Forse mai prima d'ora era stata così alta la tensione fra Stati Uniti ed Arabia Saudita, il loro più stretto alleato, dopo Israele, nello scacchiere mediorientale. Il motivo è l'eventualità dell'approvazione da parte del Congresso di un disegno di legge che darebbe il via libera alla denunce sporte dai familiari delle vittime dell'11 settembre contro membri della famiglia reale saudita e banche del paese arabo, colpevoli, secondo le accuse, di sostenere finanziariamente le organizzazioni terroristiche.

Oggi, grazie ad una legge entrata in vigore nel 1976, i paesi stranieri godono di immunità e non possono essere sottoposti a procedimenti giudiziari nei tribunali americani. Il disegno di legge, che gode di una maggioranza trasversale, appoggiato com'è sia da esponenti repubblicani, come il senatore Ted Cruz, in corsa per la nomination alle elezioni presidenziali, che democratici, come il senatore dello stato di New York, Chuck Schumer, toglierebbe questa immunità nel caso di attacchi terroristici compiuti sul suolo americano, che causino la morte di cittadini statunitensi.

Questo farebbe sì che fossero nuovamente ripresi in esame i fatti che portarono al crollo delle torri gemelle, in merito ai quali sono spesso circolati forti sospetti di un coinvolgimento, a vari livelli, dei vertici sauditi. Il rapporto della commissione di indagine sull'11 settembre sostiene che non ci sono prove che il governo saudita come tale o suoi alti esponenti, privatamente, abbiano finanziato al-Qaida. Questo, però non escluderebbe il coinvolgimento di livelli più bassi dell'amministrazione saudita. Del resto, un'indagine congressuale del 2002, non ancora resa pubblica, conterrebbe prove del fatto che esponenti del paese arabo, che al tempo vivevano negli Stati Uniti, avrebbero svolto un ruolo nell'attentato.

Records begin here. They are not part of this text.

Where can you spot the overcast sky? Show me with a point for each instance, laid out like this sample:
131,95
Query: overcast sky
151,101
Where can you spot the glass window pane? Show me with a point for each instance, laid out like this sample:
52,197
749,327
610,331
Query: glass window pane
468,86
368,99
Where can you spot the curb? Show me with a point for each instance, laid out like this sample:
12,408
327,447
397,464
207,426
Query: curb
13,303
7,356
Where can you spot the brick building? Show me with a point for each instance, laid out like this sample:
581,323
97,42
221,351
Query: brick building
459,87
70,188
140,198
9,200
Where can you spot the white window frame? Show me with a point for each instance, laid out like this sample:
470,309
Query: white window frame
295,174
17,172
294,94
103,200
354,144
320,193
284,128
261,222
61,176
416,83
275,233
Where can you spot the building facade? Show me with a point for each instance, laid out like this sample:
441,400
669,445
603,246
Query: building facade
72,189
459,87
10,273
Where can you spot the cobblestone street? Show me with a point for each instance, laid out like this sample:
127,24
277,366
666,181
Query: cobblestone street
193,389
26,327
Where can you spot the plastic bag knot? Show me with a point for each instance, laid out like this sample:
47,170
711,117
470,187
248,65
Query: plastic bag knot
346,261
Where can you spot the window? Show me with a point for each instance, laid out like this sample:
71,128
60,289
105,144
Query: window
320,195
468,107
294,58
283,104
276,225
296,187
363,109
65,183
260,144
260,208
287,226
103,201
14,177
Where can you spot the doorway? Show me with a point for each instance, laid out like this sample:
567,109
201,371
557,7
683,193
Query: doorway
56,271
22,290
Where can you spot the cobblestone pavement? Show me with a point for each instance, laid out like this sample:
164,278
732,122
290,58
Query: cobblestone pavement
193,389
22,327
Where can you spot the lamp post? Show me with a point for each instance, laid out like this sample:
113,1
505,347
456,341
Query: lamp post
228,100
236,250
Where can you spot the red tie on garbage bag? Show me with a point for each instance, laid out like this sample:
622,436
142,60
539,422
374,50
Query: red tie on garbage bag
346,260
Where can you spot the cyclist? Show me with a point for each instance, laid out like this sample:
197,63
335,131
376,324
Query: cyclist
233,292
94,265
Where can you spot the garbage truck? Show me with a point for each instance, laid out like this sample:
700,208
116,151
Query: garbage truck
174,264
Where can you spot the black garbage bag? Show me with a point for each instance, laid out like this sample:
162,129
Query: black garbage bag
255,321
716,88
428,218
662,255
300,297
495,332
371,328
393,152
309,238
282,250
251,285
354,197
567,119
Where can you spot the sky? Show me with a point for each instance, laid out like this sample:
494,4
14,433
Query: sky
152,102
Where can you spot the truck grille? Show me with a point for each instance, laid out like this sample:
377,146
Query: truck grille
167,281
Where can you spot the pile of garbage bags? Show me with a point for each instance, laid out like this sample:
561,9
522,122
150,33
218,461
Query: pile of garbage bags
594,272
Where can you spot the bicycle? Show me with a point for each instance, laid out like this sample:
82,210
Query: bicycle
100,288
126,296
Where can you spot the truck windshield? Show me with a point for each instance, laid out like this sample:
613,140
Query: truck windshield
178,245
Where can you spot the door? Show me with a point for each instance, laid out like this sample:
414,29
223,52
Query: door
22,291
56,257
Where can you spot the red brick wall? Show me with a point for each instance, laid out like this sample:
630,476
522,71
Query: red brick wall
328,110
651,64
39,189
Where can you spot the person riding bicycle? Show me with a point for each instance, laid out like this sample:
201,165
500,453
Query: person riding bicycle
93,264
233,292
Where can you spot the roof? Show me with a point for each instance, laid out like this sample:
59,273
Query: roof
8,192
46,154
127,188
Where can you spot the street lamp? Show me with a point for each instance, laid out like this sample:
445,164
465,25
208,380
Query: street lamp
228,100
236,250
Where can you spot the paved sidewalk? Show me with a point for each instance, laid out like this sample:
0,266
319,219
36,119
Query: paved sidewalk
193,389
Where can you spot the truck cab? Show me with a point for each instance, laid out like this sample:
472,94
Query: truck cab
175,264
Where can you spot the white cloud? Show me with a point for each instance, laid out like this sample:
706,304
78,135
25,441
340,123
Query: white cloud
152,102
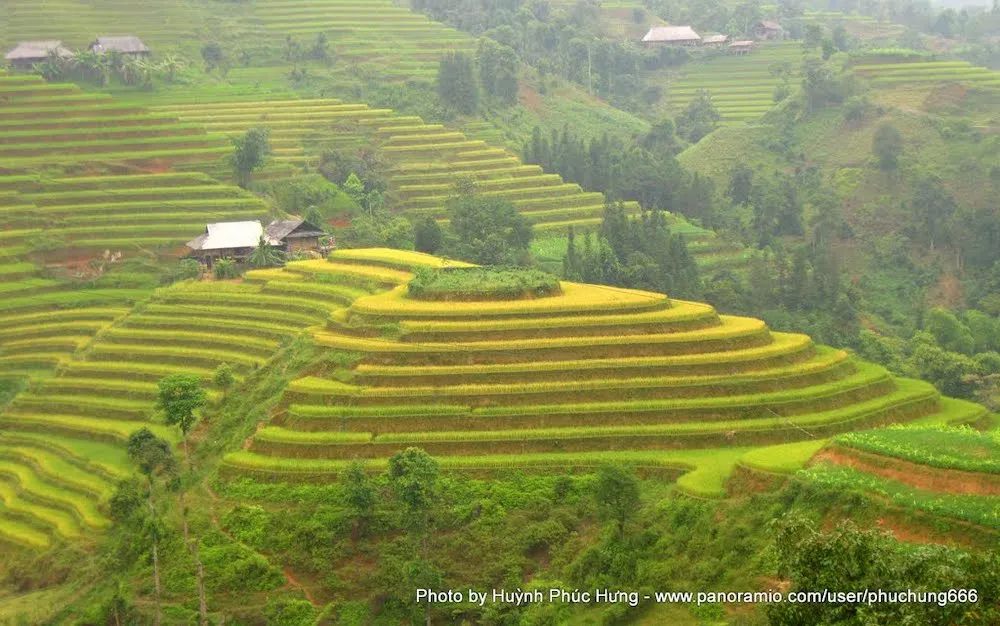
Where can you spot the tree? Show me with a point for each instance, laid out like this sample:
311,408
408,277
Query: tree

I Sauditi hanno già iniziato la loro opera di dissuasione, utilizzando il loro strumento più efficace, quello economico-finanziario. Il loro ministro degli Esteri, Adel al-Jubeir, il mese scorso, durante un viaggio a Washington, ha fatto sapere che l'Arabia Saudita sarebbe costretta a vendere buoni del Tesoro americani ed altri beni che possiede negli Stati Uniti, nel timore che, approvata la legge, questi possano essere congelati. Si parla di un valore totale che si aggirerebbe intorno ai 750 miliardi di dollari.

Molti analisti ritengono che si tratti di una vuota minaccia e che questo non potrà mai accadere, sia perché non sarebbe tecnicamente fattibile, sia perché una mossa del genere provocherebbe un indebolimento del dollaro, cui è legata la valuta dell'Arabia Saudita, che finirebbe così per farsi del male da sola.

L'amministrazione Obama sta tentando con ogni mezzo di impedire l'approvazione della legge, nel timore che costituisca un terribile precedente e che paesi stranieri possano prendere provvedimenti analoghi e mettere a rischio, dal punto di vista legale, cittadini, aziende, militari ed esponenti politici statunitensi all'estero, come ha sostenuto il segretario di Stato, John Kerry, in un'audizione al Senato.

E' probabile che la questione sia al centro dei colloqui che il presidente Obama avrà con il re Salman ed altre autorità del paese saudita, nel corso della sua visita a Riad, mercoledì prossimo.